The advantage is the same as that of an RDL variation – we’re unloading a percentage of the load at the bottom of each rep (how much deloading occurs is dependent on how much band tension you go with) and allowing people to “feel” heavier loads than normal from a variety of positions (floor, below the knee, and hang positions.)
In this video, I’m using a Hang Power Clean below the knee – this could be performed starting from the floor as well. This can also be performed with the Snatch if your bands are affixed high enough overhead.
Max Effort Method 1RM
Submaximal Effort Method – Heavy 1-3
Technique Work – 8 x 2 @80% of 1RM (based on straight weight max)
Bench Press Variations
The Bench Press & Floor press are variations that tend to flare up a lot of people’s shoulders.
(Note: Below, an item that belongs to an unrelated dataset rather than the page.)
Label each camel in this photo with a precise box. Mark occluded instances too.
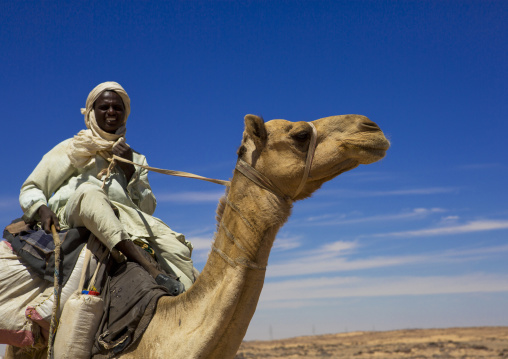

If that’s the case for you then using reverse bands may be in your best interest.
You’ll be able to work with heavier loads with less chance of breakdown – most tend to internally rotate putting undue stress on their rotator cuffs.
In this case, you’ll be more likely to keep the triceps in closer relationship to the lats thus creating more stability optimizing position of the shoulder joint.
For both variations, we use in both max effort & repetition effort scenarios with great success.
Max Effort: 1RMs
Repetition Effort: 6-10 rep sets
*Bonus – Reverse Band Goodmornings
The good-morning is a great variation for many individuals, but to be honest I don’t program it as much as other Conjugate coaches.
Reason being, this variation tends to aggravate lower-back issues that exist with many of the people I work with (the gravity line the bar creates being further away from center of mass at end range puts a lot of stress on the lumbar spine – which can be a good thing if people are able to stabilize), but add reverse bands and we can eliminate the risk of injury and increase trainability.
You won’t see this one done for maximal effort, but more so for repetitive efforts with light to moderate loads.
Repetition Effort – 4-5 x 5-8
The best part of using Reverse Bands other than simply allowing you to have another vital tool in your toolbox is that they can serve a variety of purposes – maximal strength development, technique improvement, bodybuilding, motor pattern refinement.
The most critical aspect of this method is that it allows you to maximize trainability and decrease the risk of injury – if that’s not a win-win I don’t know what is!
Moreover, you can apply these variations to your program design right away and notice a difference within a few week’s time – you’ll likely see that you’ll experience new levels of soreness in places that you’re not usually sore too.